2015 Jun 05

Using the Ionic application development framework to turn our responsive, accessible web tech into amazing mobile applications.

At Industrial, we do amazing work on the web. The ability to take our knowledge of responsive design, accessibility and bring it into the mobile app space is extremely appealing. Luckily, we've had a few projects that have allowed us to dive right in.

We love all things Open Source. We work with Javascript frameworks like Angular all the time, and our front-end developers live and breathe SASS on a daily basis. These tools allow us to build well-tested, vibrant web applications without sacrificing our core tenets of what makes a project successful:

  • Quick to prototype, early feedback from clients/stakeholders
  • Use best-in-class tools and technologies
  • On budget

A mobile application framework that builds upon our knowledge of Angular/SASS, is best-in-class, while being free and Open Source sounds too good to be true.

Not anymore! Enter Ionic.

What is Ionic?

Ionic is:

The beautiful, open source front-end SDK for developing hybrid mobile apps with HTML5.


... and it's true.

  • It uses Angular. Check.
  • It's built using SASS. Check.
  • It comes pre-built with mobile-optimized markup, helpers and JS components. Check.
  • It allows you to build a quick prototype using their Creator tool. Check.
  • They have their own apps (Ionic View) that allow you to preview apps on their respective platforms without having to publish through the Play/App Store. Check!

All for the low, low price of free. Let's get rollin'.

They see me rollin'

We're going to build a quick app that leverages existing extensions for offline database support and local storage. Some complementary code snippets will be provided where appropriate.

Very handy guides and help exist on the Ionic site in the documentation, and in their forum (their forum uses Discourse which is another Open Source project that we love).

This post assumes that you have NodeJS installed (or IO.js).

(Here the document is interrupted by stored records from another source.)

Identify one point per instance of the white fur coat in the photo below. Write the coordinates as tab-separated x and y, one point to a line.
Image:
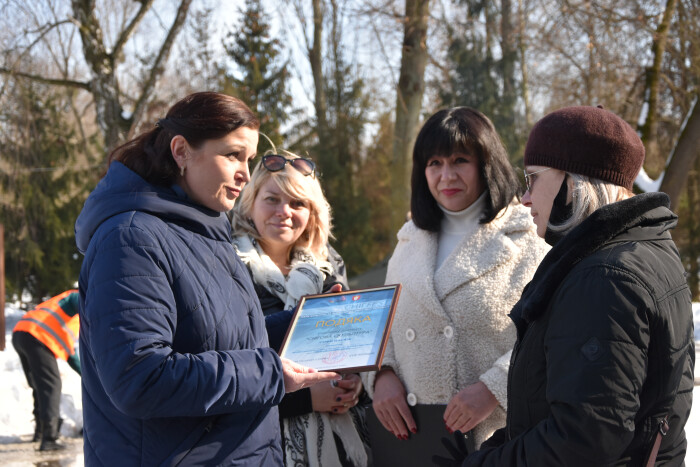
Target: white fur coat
451	327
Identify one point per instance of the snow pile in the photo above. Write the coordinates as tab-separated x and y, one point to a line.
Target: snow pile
16	396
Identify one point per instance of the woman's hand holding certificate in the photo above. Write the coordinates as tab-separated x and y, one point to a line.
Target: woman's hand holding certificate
298	376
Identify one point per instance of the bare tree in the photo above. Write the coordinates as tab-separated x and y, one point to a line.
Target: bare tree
116	113
683	157
409	97
654	73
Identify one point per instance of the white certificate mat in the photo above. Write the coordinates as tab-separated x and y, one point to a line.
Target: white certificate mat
344	332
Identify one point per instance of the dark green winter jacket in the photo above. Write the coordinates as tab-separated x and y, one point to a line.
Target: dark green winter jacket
605	347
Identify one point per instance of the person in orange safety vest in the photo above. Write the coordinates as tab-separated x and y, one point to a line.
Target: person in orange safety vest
42	335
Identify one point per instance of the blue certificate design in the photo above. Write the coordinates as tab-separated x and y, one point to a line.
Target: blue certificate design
344	332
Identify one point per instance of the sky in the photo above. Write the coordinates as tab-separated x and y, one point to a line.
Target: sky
16	397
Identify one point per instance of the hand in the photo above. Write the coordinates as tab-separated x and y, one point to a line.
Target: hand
459	450
469	407
298	376
338	396
390	404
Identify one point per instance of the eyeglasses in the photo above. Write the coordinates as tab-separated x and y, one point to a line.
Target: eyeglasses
275	163
529	183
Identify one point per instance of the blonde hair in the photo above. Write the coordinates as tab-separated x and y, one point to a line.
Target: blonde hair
589	194
296	185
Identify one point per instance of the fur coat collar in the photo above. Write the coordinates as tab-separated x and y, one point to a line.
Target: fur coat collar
600	228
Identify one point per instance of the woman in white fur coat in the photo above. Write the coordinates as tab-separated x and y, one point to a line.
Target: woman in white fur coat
463	261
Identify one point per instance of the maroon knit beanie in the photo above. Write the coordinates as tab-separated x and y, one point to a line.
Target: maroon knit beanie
588	141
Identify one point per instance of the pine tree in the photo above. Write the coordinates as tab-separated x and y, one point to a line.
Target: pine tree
260	79
477	79
41	192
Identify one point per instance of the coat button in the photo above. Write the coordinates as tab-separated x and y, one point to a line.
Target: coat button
410	334
411	399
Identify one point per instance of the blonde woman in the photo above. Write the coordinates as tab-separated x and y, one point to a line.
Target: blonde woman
282	225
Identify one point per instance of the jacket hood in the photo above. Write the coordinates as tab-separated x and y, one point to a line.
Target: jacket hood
122	190
647	213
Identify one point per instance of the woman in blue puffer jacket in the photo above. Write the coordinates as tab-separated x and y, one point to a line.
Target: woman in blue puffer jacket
176	364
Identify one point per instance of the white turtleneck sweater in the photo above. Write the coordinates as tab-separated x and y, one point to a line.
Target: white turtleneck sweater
455	225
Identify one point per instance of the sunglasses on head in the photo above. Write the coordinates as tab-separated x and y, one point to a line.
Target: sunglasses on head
276	162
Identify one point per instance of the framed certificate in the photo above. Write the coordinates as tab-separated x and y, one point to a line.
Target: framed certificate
345	332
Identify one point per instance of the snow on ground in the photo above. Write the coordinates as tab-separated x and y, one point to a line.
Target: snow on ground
16	397
16	416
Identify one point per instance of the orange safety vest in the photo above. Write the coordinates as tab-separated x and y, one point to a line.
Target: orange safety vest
52	326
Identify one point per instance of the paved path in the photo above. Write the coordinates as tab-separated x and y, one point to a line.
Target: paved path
25	454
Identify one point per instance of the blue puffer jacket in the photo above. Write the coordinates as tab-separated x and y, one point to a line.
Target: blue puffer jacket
176	364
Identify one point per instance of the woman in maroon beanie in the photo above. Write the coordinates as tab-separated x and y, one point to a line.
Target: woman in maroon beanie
602	370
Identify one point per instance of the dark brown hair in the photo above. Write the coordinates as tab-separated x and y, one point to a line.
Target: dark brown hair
461	129
198	117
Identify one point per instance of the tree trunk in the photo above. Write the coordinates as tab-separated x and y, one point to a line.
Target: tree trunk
683	156
648	131
316	61
104	85
508	66
523	65
409	98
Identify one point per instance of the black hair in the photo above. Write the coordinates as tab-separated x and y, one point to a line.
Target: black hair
199	117
461	129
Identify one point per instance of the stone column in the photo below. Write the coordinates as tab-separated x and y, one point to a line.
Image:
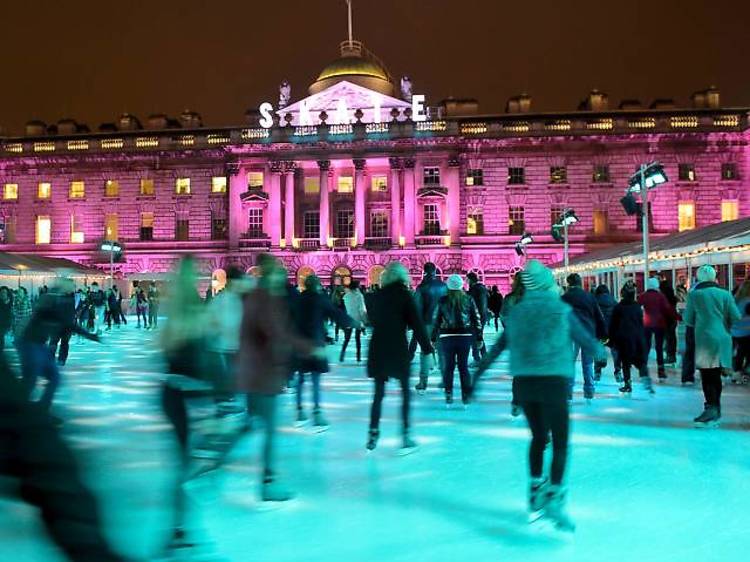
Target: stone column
289	203
325	207
410	202
453	201
360	200
237	186
394	183
274	203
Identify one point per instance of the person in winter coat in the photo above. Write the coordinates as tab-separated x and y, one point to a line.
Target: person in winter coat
354	304
313	309
741	334
393	310
540	333
585	306
495	305
268	342
606	304
657	315
427	296
711	311
627	338
457	323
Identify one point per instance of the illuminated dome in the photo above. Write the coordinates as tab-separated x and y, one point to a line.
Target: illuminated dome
356	65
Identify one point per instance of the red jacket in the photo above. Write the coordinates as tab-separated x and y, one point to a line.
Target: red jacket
657	312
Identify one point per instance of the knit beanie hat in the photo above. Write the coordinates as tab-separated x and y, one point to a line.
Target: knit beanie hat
537	277
455	283
706	273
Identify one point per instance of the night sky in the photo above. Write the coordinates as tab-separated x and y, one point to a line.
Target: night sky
92	60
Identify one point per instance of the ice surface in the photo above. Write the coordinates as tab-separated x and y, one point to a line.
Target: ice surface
644	484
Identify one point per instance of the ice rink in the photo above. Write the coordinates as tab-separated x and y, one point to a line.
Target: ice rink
644	484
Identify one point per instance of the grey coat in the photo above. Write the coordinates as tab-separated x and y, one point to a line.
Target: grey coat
711	311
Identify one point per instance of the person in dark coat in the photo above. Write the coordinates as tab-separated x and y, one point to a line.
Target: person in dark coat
627	338
393	310
313	309
606	304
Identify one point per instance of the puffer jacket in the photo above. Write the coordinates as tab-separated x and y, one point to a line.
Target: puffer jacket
456	318
428	295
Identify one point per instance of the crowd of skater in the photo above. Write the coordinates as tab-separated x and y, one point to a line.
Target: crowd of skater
260	337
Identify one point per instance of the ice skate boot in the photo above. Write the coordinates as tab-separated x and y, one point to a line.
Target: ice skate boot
537	498
709	418
555	510
372	439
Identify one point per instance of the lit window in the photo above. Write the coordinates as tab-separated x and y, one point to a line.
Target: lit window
475	177
312	185
147	226
182	186
379	224
729	171
111	225
111	188
431	175
76	234
218	184
686	172
379	183
730	210
558	174
10	191
255	223
255	180
516	176
601	174
44	190
77	190
311	224
686	215
345	184
431	220
601	222
43	229
344	224
147	186
516	220
475	223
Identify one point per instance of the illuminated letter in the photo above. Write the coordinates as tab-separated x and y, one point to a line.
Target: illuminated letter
304	114
375	108
417	108
266	112
342	112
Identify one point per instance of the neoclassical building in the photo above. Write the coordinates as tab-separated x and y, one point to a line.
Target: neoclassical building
363	171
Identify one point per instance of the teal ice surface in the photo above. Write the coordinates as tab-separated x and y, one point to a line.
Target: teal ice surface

You will need the Node Package Manager (npm) to install the necessary dependencies to build an Ionic application.

npm install -g cordova ionic
ionic start myApp [blank, tabs, sidemenu]

The [blank, tabs, sidemenu] options determine the type of navigation you'll be using on the app. Choose one when starting your project.

Now enter your new app folder.

cd myApp

Add your platforms:

ionic platform add ios
ionic platform add android

Open up your handy text editor and the new myApp project folder and you'll see the structure of the application you just generated.

Once this is setup, open up the www and scss folders as that will be where the lion-share of your development efforts will be.

But first, this particular application requires offline storage, localStorage and oAuth, so we'll start by adding some extensions.

We'll be using the excellent ngCordova library that adds plugin support as well as a collection of plugins that bring a lot of great features to your app such as camera, geolocation, push notifications and many, many more.

You can see the full list of extensions in their documentation.

You'll need bower to install ngCordova. Assuming you've installed NodeJS or IOJS above, run the following:

npm install bower
bower install ngCordova

Once installed, you'll need to add it directly above the cordova.js script tag in your index.html file.

It should look like this:

<script src="lib/ngCordova/dist/ng-cordova.js"></script>
<script src="cordova.js"></script>

Now you can install plugins. From your myApp folder, run the following to install the cordovaSQLite extension.

ionic plugin add https://github.com/litehelpers/Cordova-sqlite-storage.git

It's also important to remember that an Ionic app is just an Angular application under the hood. While the ngCordova library is amazing, if you want to use another library that is not available as a Cordova plugin, you can fire up bower to do the job:

bower install angular-localforage

In this case, we've added the Angular port of Mozilla's localForage library which provides a similar interface for localStorage but uses asynchronous storage such as WebSQL or indexedDB instead.

While both libraries appear to provide similar functionality, in our example we'll be using localForage for transactional data where the cordovaSQLite plugin will be used for persistent data storage.

cordovaSQLite is great, but we ran into an issue when running ionic serve functionality (LiveReload right out the box!) as the plugin wouldn't work in browser. Easy to work around, just add this to your run or main Application controller.

$scope.$on('$stateChangeSuccess', function () {
  if (window.cordova) {
    db = window.sqlitePlugin.openDatabase({
      name:     'app.db',
      location: 2
  else {
    db = window.openDatabase(
      1024 * 1024 * 100

An important thing to point out given the code snippet above is that the Ionic folks are using the Angular-UI ui-router project rather than the default ngRoute as it is far more powerful and tailor made for the framework.

As you can see, you can have a functioning Ionic application with some extended features in very short order. Great for meeting with clients in working sessions where we can view, edit and update the application quickly, see immediate results and use what we love everyday.

Our thanks and appreciation to the excellent folks over at Ionic for their amazing work and product. We're excited to see where it's going.